他一步步地向著她走去,顧怡倔強地把頭撇向一旁,自己現在這個樣子在他眼里一定很很狼狽。強撐著把眼角的淚光收回去,她的驕傲不允許自己露出懦弱的一面,懦弱換來的只會是嘲笑。
伊曳朝她緩緩伸出手去,顧怡躊躇著,遲遲沒有反應,他這是要拉自己起來?以他一貫的清冷態度,現在難道不應該是一走了之?
不容她多想,伊曳便扣住她的肩膀扶她起來,將她緊緊地攬進自己懷中,大掌輕柔地撫弄著她的后背,好似安慰。
“是你打了她?”銳利的眸子帶著寒光緊緊鎖在張啟山的身上,清冷的語氣中滿是肅殺。
張啟山沒想到伊曳會突然出現,略一愣怔之后便鎮定下來“伊總,我管教自己的女兒總還不至于要過問您吧?”
伊曳冷冷地看著他“我對你的女兒沒有興趣,只是心疼我的妻子。”
他的話讓顧怡和張啟山同時一愣。
顧怡琥珀色的水眸帶著些許迷惑,不解地看著他,宴會已經結束,難道他還要繼續演下去?妻子,心疼,如果不是親眼所見,她不敢相信這樣帶著幾分纏綿的句子會他嘴里說出。
小心翼翼地,顧怡把頭靠進他的懷中,她實在是太累了,這一刻他帶給她的溫柔與安心讓她眷戀,哪怕是假的也好,她只想暫時有個依靠。
張啟山則是有些愕然地后退了幾步,沒想到這小蹄子還真有幾分本事,竟然把伊曳也給哄得團團轉。
懷中的小人安心地靠在他的肩膀上,伊曳享受著她全心全意的依賴,伸手把她攬得的更緊。
“張啟山,這次合作到底是怎么回事你我心知肚明,不要試圖挑戰我的權威,否則你會死的很慘。”
簡簡單單一句話,卻讓他頓時如墜冰天雪地之中,只覺一陣惡寒狠狠地把他包圍。他明白,伊曳這并不是單純地放狠話,想要捏死張氏,他只要動動手指便輕而易舉。
“伊總,您大人有大量,我剛剛也是一時沖動。”他小心地陪著笑,同時惡狠狠的瞪了伊曳懷中的顧怡一眼。
“哦,一時沖動就打我的女人。那我一時沖動卸了你一條胳膊也理所當然嘍?”伊曳用商量的語氣和他說著最血腥的話。
他可真是活的不耐煩,不過一只螻蟻,竟然也敢和他討價還價!
“不,不,您說笑了。”張啟山不復剛剛的頑固,已經腿軟地連話都說不太完整。該死的,那個小賤人竟然也不知道幫自己說句話,難道她以為傍上伊曳這座靠山他就不能將她怎么樣了?真是笑話,他就不信伊曳能永遠保持著對她的興趣!
“我沒有說笑,你自己動手,或者我叫保鏢動手打還給你。二選一,否則今天張總恐怕走不出這個門。”伊曳好整以暇地看著他,狠厲的目光中沒有絲毫說笑的意思。

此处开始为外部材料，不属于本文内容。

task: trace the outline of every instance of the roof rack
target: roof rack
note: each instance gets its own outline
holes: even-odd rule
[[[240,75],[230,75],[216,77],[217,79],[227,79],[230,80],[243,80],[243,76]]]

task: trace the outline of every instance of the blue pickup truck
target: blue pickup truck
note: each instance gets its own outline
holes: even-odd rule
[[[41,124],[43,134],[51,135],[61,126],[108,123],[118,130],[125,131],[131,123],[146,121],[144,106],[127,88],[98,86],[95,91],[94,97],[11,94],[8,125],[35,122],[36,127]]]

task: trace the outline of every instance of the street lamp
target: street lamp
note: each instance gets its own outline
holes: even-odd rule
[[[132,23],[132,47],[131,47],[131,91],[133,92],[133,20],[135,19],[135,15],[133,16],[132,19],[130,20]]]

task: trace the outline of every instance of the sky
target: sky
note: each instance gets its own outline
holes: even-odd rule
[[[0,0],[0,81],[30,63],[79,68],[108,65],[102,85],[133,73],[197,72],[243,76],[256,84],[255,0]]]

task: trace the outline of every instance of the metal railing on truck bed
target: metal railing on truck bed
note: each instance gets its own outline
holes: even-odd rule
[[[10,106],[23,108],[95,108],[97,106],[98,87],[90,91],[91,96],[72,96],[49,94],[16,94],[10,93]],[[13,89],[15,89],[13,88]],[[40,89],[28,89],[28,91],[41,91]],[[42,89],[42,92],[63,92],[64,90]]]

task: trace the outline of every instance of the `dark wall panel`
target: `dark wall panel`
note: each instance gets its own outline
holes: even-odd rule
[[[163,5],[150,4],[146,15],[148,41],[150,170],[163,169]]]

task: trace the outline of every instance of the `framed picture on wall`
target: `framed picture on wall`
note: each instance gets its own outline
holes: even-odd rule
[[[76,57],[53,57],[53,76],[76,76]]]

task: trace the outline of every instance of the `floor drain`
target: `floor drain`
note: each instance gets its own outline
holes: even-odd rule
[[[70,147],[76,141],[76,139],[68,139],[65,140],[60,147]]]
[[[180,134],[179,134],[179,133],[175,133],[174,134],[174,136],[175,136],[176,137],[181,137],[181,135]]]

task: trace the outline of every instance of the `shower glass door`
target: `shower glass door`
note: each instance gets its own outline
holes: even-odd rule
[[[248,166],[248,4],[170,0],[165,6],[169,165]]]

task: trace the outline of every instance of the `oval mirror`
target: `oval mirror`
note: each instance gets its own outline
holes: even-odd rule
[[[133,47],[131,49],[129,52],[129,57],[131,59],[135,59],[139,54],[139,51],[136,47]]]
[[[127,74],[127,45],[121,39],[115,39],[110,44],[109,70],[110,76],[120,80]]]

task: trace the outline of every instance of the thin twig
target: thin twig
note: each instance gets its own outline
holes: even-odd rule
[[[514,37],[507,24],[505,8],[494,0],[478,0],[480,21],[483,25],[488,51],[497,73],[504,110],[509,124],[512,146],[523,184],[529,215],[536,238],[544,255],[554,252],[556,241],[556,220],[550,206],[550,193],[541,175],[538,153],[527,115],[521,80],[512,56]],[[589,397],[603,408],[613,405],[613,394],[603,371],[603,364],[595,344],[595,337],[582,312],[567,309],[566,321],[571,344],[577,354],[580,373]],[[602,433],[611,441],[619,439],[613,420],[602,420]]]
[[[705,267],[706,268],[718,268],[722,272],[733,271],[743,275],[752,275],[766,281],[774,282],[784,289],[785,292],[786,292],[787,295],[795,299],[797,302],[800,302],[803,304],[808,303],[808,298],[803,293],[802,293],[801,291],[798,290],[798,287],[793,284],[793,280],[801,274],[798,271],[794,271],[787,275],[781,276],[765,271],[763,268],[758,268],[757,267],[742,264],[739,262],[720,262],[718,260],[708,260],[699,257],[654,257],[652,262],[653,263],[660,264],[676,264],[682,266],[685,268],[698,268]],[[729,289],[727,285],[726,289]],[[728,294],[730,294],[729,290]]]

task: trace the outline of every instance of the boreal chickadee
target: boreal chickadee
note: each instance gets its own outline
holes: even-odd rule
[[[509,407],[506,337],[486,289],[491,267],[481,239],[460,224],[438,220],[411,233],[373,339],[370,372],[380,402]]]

低頭看著懷中的顧怡,她的半邊臉已經紅腫起來。伊曳眉頭微蹙,要不是急著給她治傷,他今天可沒那么容易就放過張啟山。
“難道真的要我的人動手?”
伊曳冰冷的聲音含著千金的分量重壓向他,張啟山知道,自己今天要是不讓他解氣的話,就不要想離開這里了。
陰狠的眸光劃過顧怡精致的面龐,不情不愿地,他試探著輕輕扇了自己一下。張啟山安慰自己,不過就是做個樣子,就當伊曳一個面子。可誰知伊曳并不放過他。
“你剛剛打我女人用的就是這個力道?繼續!”他冷哼著命令,清冷的眉目波瀾不驚。
張啟山偷瞟著包圍在四周膀大腰圓的壯碩保鏢,認命地很抽了自己一個嘴巴,清脆地聲音在寂靜的夜晚顯得格外明亮。
顧怡略微抬頭,便見到了他的狼狽樣子。他垂喪著臉,一副生氣又不敢表現出來的干癟樣子,絲毫不見了往日在母親和自己面前的威風。